L’orchestre se composait de quarante à quarante cinq exécutants et avait pour base le quintette à cordes ; il comportait aussi : clavecin, théorbes, flûtes, hautbois, bassons, trompettes et timbales. Il avait banni pour la tragédie lyrique certains instruments pittoresques tels que le tambour de basque, les castagnettes, la musette et la guitare qu’il avait employés dans ses ballets.

Il eût le mérite de former les plus illustres chanteurs de son époque et même de les découvrir (tel Duménil, le plus célèbre ténor du XVIIIe siècle, qui n’était — au départ — qu’un garçon de cuisine). Ceux qui furent à son école devinrent d’excellents tragédiens car il les avait obligés à dire les récitatifs d’une manière vive et naturelle.

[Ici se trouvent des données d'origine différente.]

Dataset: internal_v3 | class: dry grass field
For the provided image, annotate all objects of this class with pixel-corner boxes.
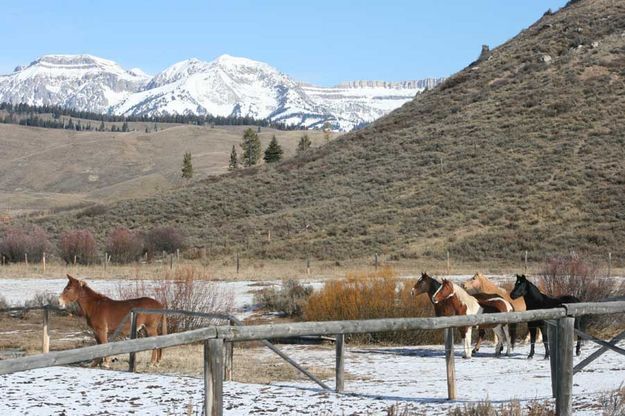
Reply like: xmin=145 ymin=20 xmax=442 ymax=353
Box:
xmin=0 ymin=122 xmax=334 ymax=216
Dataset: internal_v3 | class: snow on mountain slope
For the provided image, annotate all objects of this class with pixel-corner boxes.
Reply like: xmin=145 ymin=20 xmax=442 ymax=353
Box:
xmin=0 ymin=54 xmax=150 ymax=113
xmin=0 ymin=54 xmax=445 ymax=131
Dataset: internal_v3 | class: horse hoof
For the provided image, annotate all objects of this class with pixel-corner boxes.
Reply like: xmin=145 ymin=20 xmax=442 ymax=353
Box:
xmin=472 ymin=349 xmax=478 ymax=354
xmin=527 ymin=355 xmax=534 ymax=360
xmin=576 ymin=350 xmax=581 ymax=357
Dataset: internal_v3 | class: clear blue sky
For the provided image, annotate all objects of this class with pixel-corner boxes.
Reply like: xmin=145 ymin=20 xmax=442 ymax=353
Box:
xmin=1 ymin=1 xmax=568 ymax=86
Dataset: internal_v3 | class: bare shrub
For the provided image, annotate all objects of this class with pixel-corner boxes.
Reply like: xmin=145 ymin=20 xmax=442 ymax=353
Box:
xmin=145 ymin=226 xmax=186 ymax=257
xmin=117 ymin=266 xmax=234 ymax=333
xmin=58 ymin=229 xmax=98 ymax=265
xmin=106 ymin=227 xmax=144 ymax=264
xmin=539 ymin=254 xmax=624 ymax=301
xmin=76 ymin=204 xmax=108 ymax=218
xmin=303 ymin=267 xmax=440 ymax=344
xmin=600 ymin=384 xmax=625 ymax=416
xmin=0 ymin=294 xmax=8 ymax=309
xmin=254 ymin=279 xmax=313 ymax=317
xmin=446 ymin=399 xmax=554 ymax=416
xmin=0 ymin=225 xmax=50 ymax=263
xmin=539 ymin=254 xmax=625 ymax=335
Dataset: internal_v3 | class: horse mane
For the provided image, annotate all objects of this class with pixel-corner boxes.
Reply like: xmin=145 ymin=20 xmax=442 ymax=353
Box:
xmin=80 ymin=282 xmax=110 ymax=301
xmin=452 ymin=282 xmax=480 ymax=310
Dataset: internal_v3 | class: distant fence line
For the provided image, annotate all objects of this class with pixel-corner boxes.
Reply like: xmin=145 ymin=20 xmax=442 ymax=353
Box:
xmin=1 ymin=301 xmax=625 ymax=416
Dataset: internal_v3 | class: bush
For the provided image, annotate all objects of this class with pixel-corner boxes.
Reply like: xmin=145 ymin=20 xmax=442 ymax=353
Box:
xmin=0 ymin=225 xmax=50 ymax=263
xmin=117 ymin=266 xmax=234 ymax=333
xmin=539 ymin=254 xmax=622 ymax=301
xmin=0 ymin=294 xmax=8 ymax=309
xmin=446 ymin=400 xmax=554 ymax=416
xmin=601 ymin=385 xmax=625 ymax=416
xmin=302 ymin=267 xmax=440 ymax=344
xmin=145 ymin=226 xmax=185 ymax=258
xmin=106 ymin=227 xmax=144 ymax=264
xmin=254 ymin=279 xmax=313 ymax=317
xmin=58 ymin=229 xmax=98 ymax=265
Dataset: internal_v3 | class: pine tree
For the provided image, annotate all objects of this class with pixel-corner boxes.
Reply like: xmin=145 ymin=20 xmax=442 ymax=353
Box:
xmin=240 ymin=127 xmax=261 ymax=167
xmin=122 ymin=121 xmax=129 ymax=132
xmin=263 ymin=136 xmax=283 ymax=163
xmin=99 ymin=120 xmax=105 ymax=131
xmin=297 ymin=134 xmax=312 ymax=155
xmin=228 ymin=145 xmax=239 ymax=171
xmin=182 ymin=152 xmax=193 ymax=179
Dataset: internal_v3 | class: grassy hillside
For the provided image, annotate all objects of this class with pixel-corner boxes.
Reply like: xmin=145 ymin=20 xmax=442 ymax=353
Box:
xmin=23 ymin=0 xmax=625 ymax=264
xmin=0 ymin=123 xmax=331 ymax=215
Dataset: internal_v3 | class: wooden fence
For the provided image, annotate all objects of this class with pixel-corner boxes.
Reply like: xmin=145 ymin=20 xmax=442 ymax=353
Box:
xmin=1 ymin=301 xmax=624 ymax=416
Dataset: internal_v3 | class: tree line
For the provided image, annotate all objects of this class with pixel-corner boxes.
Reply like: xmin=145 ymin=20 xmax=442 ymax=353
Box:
xmin=0 ymin=102 xmax=305 ymax=132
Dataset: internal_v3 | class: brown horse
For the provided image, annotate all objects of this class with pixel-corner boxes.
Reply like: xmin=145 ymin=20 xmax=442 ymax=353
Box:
xmin=462 ymin=272 xmax=539 ymax=346
xmin=412 ymin=272 xmax=490 ymax=357
xmin=58 ymin=274 xmax=167 ymax=367
xmin=433 ymin=279 xmax=513 ymax=357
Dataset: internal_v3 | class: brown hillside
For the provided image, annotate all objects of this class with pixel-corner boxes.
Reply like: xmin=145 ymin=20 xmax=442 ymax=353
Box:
xmin=27 ymin=0 xmax=625 ymax=263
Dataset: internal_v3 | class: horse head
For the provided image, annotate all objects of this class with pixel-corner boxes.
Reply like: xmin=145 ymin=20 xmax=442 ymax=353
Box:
xmin=411 ymin=272 xmax=429 ymax=296
xmin=509 ymin=274 xmax=528 ymax=299
xmin=59 ymin=274 xmax=86 ymax=308
xmin=462 ymin=272 xmax=485 ymax=293
xmin=432 ymin=278 xmax=454 ymax=304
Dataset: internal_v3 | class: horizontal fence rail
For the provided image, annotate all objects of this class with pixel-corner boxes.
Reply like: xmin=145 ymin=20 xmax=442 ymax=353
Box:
xmin=2 ymin=301 xmax=623 ymax=376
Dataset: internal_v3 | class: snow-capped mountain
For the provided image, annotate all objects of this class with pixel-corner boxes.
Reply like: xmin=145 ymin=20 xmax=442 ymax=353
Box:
xmin=0 ymin=55 xmax=150 ymax=113
xmin=0 ymin=54 xmax=444 ymax=131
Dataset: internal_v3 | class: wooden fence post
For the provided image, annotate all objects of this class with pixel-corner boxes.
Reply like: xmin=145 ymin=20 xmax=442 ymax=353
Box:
xmin=224 ymin=320 xmax=234 ymax=381
xmin=555 ymin=317 xmax=574 ymax=416
xmin=42 ymin=306 xmax=50 ymax=354
xmin=524 ymin=251 xmax=528 ymax=274
xmin=306 ymin=257 xmax=311 ymax=276
xmin=176 ymin=249 xmax=180 ymax=261
xmin=446 ymin=251 xmax=450 ymax=276
xmin=445 ymin=328 xmax=456 ymax=400
xmin=608 ymin=252 xmax=612 ymax=278
xmin=25 ymin=253 xmax=28 ymax=265
xmin=128 ymin=311 xmax=137 ymax=372
xmin=335 ymin=333 xmax=345 ymax=393
xmin=204 ymin=338 xmax=224 ymax=416
xmin=374 ymin=253 xmax=378 ymax=270
xmin=42 ymin=252 xmax=46 ymax=273
xmin=236 ymin=252 xmax=240 ymax=274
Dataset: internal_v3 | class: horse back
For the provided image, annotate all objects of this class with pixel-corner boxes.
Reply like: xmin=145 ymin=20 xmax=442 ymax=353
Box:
xmin=472 ymin=293 xmax=512 ymax=313
xmin=101 ymin=297 xmax=163 ymax=332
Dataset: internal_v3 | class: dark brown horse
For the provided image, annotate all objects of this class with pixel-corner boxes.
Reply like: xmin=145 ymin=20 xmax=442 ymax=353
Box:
xmin=58 ymin=274 xmax=167 ymax=367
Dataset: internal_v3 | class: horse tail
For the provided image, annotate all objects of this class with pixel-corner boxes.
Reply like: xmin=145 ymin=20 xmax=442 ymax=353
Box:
xmin=509 ymin=322 xmax=517 ymax=350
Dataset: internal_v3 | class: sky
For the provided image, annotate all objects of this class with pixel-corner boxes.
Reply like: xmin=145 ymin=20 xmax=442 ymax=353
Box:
xmin=0 ymin=1 xmax=569 ymax=86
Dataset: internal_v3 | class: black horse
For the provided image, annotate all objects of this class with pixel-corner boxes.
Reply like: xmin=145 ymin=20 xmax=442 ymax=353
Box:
xmin=510 ymin=274 xmax=582 ymax=359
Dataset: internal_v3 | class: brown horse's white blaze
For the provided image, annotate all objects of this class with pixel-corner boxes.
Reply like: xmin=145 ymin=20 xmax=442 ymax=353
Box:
xmin=59 ymin=274 xmax=167 ymax=367
xmin=433 ymin=279 xmax=513 ymax=358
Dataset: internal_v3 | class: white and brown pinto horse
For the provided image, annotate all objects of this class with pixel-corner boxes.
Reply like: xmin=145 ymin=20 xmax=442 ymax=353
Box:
xmin=59 ymin=274 xmax=167 ymax=367
xmin=433 ymin=279 xmax=513 ymax=358
xmin=462 ymin=272 xmax=540 ymax=346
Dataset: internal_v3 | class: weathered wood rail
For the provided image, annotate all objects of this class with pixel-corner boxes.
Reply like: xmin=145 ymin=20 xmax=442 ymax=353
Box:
xmin=0 ymin=305 xmax=64 ymax=354
xmin=0 ymin=301 xmax=624 ymax=416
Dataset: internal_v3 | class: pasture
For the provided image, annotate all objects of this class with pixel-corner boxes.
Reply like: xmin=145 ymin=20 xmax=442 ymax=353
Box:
xmin=1 ymin=271 xmax=624 ymax=415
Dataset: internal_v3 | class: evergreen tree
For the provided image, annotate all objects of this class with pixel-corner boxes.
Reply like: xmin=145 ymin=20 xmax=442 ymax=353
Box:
xmin=240 ymin=127 xmax=261 ymax=167
xmin=145 ymin=127 xmax=149 ymax=133
xmin=297 ymin=134 xmax=312 ymax=155
xmin=99 ymin=120 xmax=105 ymax=131
xmin=263 ymin=135 xmax=283 ymax=163
xmin=181 ymin=152 xmax=193 ymax=179
xmin=228 ymin=145 xmax=239 ymax=171
xmin=122 ymin=121 xmax=129 ymax=132
xmin=66 ymin=118 xmax=74 ymax=130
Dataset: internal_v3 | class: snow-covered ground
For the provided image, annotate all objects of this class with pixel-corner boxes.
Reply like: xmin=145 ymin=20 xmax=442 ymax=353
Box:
xmin=0 ymin=341 xmax=623 ymax=415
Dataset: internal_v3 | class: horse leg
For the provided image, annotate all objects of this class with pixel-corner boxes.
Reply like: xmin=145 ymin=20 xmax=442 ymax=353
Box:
xmin=528 ymin=326 xmax=536 ymax=359
xmin=463 ymin=327 xmax=472 ymax=359
xmin=145 ymin=323 xmax=160 ymax=366
xmin=493 ymin=325 xmax=504 ymax=358
xmin=575 ymin=317 xmax=582 ymax=356
xmin=542 ymin=322 xmax=550 ymax=360
xmin=501 ymin=324 xmax=511 ymax=356
xmin=91 ymin=330 xmax=109 ymax=368
xmin=473 ymin=328 xmax=486 ymax=354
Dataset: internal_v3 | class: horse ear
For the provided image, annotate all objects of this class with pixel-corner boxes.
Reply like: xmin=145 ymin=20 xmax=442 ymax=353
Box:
xmin=79 ymin=280 xmax=86 ymax=287
xmin=67 ymin=274 xmax=76 ymax=281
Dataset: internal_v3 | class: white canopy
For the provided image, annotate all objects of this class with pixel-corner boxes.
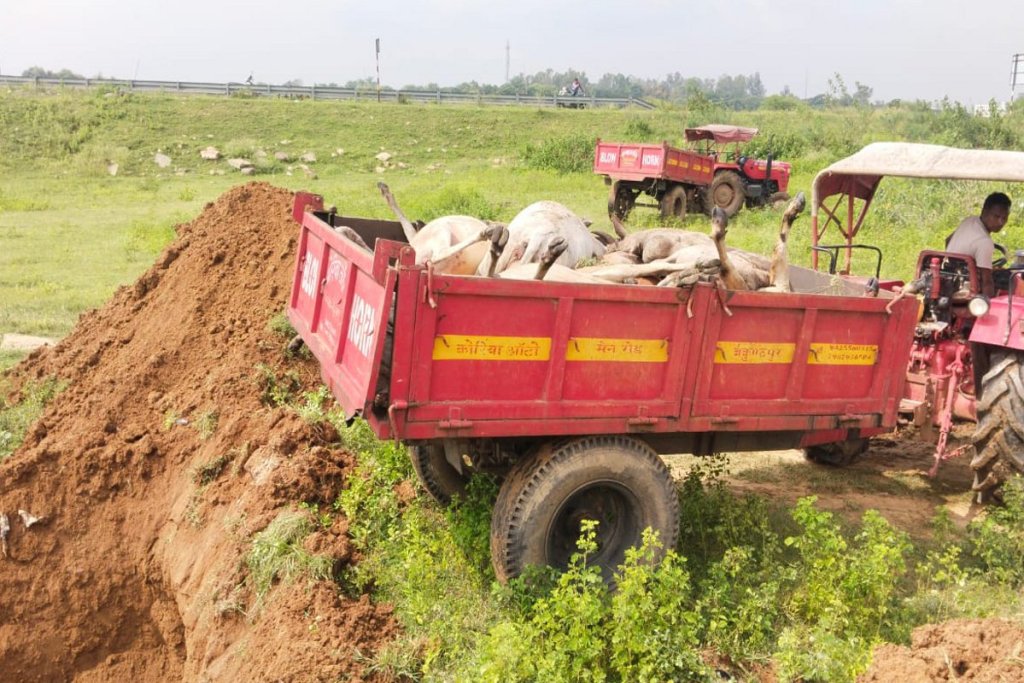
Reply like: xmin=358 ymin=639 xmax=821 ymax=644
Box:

Il leur apprenait leur rôle, geste par geste, leur enseignait à entrer, à marcher et comment participer à l’action. Il veillait à ce que chaque syllabe soit bien articulée, que le ton soit soutenu, surtout aux finales, et que l’accent soit mis sur la passion.

Quant aux musiciens, il était intransigeant sur l’exécution, les fioritures étant proscrites : ils devaient jouer la partition et rien d’autre. Ajouter ou omettre une note, déplacer un seul ton étaient des fautes graves. Il suivait toutes les répétitions et avait l’oreille si fine que, du fond de la salle, si un violon jouait faux, il bondissait sur le coupable, saisissant parfois son instrument et le lui brisait sur le dos, quitte à lui en payer trois fois la valeur. Il lui arriva de faire donner, à ses frais, des leçons particulières pour parfaire une éducation musicale. Sa sévérité, en éliminant les médiocres, fit que, seuls, les virtuoses restèrent. Pour les danseurs, il imaginait des entrées et des pas d’expression, joignant l’exemple au précepte.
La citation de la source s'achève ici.